On a recent plane trip, she says she saw God’s hands at work when she happened to sit next to the head of the Christian Post, and the issue of transgenderism came up. 

“Once we started talking about that, the CEO, Christopher Chou, said, ‘Oh we’re trying to have an event in northern Virginia but we can’t find a church that’s brave enough to host this event for us.’ And that’s when we started chatting about the fact that I thought our pastor, Pastor Marty, would most likely be interested in hosting an event in conjunction with the Christian Post,” Ashton-Lazaroae explained. 

And it happened. She and other experts gathered at Burke Community Church in October for a conference. 

During the event, leaders announced the formation of a new support group. “Wonderfully Made” is a ministry for parents with children who identify as trans and refuse to bow to the pressure of society to socially and surgically transition them. 

“The group is for parents whose children are struggling with their identity,” said Ashton-Lazaroae. “Our aim is to walk in prayer and support and grace with these families, to help them feel that they’re not alone.”
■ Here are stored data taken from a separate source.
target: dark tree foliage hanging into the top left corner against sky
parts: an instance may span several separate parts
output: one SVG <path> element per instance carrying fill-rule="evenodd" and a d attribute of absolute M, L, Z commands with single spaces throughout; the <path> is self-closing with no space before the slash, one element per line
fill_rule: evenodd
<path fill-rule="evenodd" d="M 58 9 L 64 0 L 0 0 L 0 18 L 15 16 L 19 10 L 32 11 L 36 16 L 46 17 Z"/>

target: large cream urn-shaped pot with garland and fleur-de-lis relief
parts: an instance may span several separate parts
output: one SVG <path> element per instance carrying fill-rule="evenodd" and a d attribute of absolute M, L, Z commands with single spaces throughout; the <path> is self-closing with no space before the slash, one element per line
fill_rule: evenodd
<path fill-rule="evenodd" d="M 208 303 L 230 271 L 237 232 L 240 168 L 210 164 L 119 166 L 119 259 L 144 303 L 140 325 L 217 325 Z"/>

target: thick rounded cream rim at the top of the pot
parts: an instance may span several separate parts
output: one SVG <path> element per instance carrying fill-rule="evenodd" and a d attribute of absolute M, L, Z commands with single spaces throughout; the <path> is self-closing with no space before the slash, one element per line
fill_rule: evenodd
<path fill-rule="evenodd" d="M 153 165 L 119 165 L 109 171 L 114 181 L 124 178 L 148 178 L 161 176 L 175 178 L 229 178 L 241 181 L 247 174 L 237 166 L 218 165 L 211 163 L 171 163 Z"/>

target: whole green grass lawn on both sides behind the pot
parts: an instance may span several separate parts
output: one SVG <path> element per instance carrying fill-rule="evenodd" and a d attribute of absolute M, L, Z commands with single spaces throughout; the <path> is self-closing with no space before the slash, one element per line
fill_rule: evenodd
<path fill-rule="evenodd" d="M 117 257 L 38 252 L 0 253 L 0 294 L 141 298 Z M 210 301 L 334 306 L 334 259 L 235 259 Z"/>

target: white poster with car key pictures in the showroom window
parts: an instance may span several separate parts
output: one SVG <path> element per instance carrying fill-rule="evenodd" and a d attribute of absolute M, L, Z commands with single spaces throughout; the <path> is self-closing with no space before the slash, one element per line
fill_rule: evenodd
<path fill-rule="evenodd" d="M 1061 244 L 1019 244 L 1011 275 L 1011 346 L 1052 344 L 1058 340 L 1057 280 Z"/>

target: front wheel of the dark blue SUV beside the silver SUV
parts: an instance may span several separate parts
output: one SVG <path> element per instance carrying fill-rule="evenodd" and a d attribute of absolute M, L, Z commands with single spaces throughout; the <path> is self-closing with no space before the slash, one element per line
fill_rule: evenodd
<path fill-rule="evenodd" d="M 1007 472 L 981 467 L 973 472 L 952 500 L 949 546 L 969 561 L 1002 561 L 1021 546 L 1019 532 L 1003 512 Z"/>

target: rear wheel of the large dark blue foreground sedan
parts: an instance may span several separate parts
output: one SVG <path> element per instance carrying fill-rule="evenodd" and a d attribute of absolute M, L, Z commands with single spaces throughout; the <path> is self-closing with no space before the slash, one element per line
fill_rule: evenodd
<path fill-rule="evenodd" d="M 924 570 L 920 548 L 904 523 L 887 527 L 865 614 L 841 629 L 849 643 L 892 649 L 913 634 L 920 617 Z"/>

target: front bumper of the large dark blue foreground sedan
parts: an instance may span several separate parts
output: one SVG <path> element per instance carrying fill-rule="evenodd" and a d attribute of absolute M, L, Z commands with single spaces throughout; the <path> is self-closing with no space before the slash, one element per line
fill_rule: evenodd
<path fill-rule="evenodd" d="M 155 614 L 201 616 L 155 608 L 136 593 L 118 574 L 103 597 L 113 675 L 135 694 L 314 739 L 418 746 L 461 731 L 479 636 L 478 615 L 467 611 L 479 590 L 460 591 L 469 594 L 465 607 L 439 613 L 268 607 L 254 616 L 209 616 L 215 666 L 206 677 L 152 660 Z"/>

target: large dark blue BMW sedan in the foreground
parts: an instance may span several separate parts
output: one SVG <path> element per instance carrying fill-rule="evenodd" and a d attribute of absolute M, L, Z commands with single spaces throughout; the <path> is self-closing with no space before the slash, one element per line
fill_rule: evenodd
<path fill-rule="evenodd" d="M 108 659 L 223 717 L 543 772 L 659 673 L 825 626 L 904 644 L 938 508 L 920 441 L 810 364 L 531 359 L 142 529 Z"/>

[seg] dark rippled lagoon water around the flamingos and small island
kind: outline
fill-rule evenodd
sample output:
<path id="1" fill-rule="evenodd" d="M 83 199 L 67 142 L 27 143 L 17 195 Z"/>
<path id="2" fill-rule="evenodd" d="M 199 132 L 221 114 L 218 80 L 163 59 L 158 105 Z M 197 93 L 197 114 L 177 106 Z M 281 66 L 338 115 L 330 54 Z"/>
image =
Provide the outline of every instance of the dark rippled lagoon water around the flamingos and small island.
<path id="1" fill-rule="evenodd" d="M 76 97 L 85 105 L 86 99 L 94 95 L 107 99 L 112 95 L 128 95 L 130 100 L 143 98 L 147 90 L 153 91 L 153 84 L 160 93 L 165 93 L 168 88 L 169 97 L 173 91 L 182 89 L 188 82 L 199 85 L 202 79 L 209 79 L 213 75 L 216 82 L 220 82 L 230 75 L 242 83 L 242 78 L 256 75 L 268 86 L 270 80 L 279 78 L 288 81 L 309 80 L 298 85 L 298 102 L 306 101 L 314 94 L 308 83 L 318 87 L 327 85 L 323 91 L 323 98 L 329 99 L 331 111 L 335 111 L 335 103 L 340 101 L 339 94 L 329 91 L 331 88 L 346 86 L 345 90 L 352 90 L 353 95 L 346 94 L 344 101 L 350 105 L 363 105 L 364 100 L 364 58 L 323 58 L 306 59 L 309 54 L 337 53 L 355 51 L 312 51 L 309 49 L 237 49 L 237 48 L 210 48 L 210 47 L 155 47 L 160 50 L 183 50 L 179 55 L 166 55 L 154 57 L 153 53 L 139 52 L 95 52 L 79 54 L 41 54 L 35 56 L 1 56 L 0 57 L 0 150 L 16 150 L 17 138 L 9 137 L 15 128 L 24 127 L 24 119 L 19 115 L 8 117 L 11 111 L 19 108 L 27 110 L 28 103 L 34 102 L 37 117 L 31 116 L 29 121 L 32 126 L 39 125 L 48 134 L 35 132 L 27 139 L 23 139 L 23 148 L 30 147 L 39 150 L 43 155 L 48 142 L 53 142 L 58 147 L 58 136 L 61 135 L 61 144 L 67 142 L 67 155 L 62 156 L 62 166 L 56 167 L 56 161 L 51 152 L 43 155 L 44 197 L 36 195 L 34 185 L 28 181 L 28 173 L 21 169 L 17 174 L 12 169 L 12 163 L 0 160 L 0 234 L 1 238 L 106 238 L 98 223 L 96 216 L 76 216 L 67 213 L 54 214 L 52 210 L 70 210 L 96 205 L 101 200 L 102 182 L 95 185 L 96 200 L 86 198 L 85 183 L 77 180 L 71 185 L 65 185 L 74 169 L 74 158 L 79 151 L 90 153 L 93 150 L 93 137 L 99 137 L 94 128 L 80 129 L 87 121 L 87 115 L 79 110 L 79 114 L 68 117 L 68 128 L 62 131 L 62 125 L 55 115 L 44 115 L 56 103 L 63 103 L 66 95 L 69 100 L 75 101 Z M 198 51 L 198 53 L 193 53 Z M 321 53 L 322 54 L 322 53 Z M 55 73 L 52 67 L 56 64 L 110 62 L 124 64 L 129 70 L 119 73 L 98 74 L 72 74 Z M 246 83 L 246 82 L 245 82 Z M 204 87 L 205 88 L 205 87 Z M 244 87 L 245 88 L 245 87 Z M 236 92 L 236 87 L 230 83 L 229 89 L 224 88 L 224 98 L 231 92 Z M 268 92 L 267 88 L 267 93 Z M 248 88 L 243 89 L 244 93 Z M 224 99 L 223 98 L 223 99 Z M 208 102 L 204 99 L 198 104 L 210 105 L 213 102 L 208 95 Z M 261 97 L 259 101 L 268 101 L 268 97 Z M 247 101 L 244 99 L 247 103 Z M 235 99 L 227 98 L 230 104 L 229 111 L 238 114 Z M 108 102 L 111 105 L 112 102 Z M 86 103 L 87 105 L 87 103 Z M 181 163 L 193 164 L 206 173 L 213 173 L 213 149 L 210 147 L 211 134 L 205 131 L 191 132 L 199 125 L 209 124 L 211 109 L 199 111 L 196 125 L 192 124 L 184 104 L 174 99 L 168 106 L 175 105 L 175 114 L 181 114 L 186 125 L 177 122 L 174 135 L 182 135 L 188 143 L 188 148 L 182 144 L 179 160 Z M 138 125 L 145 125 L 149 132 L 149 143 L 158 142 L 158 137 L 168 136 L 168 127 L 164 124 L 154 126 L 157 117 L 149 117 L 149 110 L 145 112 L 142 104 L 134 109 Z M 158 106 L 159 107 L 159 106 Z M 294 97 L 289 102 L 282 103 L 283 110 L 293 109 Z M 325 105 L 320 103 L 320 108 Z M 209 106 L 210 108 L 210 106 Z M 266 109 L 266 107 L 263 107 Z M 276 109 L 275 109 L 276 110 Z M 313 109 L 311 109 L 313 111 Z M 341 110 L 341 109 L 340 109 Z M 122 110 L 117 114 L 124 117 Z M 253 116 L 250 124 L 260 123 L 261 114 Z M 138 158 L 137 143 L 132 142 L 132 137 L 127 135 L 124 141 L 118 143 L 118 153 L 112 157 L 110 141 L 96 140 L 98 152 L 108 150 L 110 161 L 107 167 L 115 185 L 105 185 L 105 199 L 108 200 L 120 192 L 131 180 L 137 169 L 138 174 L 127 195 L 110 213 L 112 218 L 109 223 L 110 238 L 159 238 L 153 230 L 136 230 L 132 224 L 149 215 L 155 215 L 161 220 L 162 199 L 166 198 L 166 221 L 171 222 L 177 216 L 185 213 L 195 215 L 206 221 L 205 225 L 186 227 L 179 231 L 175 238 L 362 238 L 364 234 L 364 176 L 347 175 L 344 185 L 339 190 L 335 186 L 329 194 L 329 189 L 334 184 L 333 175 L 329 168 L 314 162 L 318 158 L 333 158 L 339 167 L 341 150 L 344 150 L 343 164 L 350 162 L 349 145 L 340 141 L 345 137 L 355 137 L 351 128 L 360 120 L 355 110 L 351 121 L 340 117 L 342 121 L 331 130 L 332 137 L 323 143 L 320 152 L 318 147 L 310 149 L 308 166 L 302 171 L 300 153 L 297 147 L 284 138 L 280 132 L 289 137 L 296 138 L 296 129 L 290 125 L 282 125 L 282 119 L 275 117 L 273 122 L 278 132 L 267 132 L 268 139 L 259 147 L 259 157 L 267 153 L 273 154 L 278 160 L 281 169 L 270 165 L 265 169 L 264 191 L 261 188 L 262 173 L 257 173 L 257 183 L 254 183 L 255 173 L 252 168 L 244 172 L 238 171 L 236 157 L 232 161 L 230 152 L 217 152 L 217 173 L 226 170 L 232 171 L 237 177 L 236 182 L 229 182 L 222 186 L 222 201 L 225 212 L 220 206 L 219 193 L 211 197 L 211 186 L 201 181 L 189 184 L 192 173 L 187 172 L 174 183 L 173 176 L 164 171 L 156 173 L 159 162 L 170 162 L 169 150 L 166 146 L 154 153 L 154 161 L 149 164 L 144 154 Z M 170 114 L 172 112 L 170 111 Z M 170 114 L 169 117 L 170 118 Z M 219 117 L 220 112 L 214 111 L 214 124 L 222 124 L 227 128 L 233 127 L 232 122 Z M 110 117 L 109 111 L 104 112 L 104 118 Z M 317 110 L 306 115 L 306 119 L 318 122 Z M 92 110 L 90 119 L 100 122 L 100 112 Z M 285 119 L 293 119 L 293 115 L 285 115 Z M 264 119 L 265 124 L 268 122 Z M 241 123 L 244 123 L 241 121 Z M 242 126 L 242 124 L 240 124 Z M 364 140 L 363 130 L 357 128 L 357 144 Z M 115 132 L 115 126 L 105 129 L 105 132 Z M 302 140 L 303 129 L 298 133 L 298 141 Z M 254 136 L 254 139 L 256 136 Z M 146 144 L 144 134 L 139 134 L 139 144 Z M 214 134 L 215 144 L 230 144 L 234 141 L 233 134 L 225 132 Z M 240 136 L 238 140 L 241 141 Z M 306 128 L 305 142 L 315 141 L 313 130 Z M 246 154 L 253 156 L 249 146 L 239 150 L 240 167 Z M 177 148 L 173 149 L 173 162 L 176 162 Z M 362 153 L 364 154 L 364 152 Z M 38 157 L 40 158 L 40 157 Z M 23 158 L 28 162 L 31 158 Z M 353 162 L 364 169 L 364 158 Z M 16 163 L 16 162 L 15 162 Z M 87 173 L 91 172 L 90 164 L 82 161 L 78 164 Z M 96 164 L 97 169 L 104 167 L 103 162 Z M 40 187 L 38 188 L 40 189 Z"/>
The group has no pastoral leadership or curriculum. It’s simply parents leaning on parents. 

“It’s caring for each other,” said Baker. “And that’s getting down into the mess of other people’s lives, crying with them, being concerned about them, because a lot of these people feel alone.”

“Wonderfully Made” had its first meeting at the beginning of November. The church tells CBN News 12 people showed up, a mix of people wanting to help launch the group and others needing support.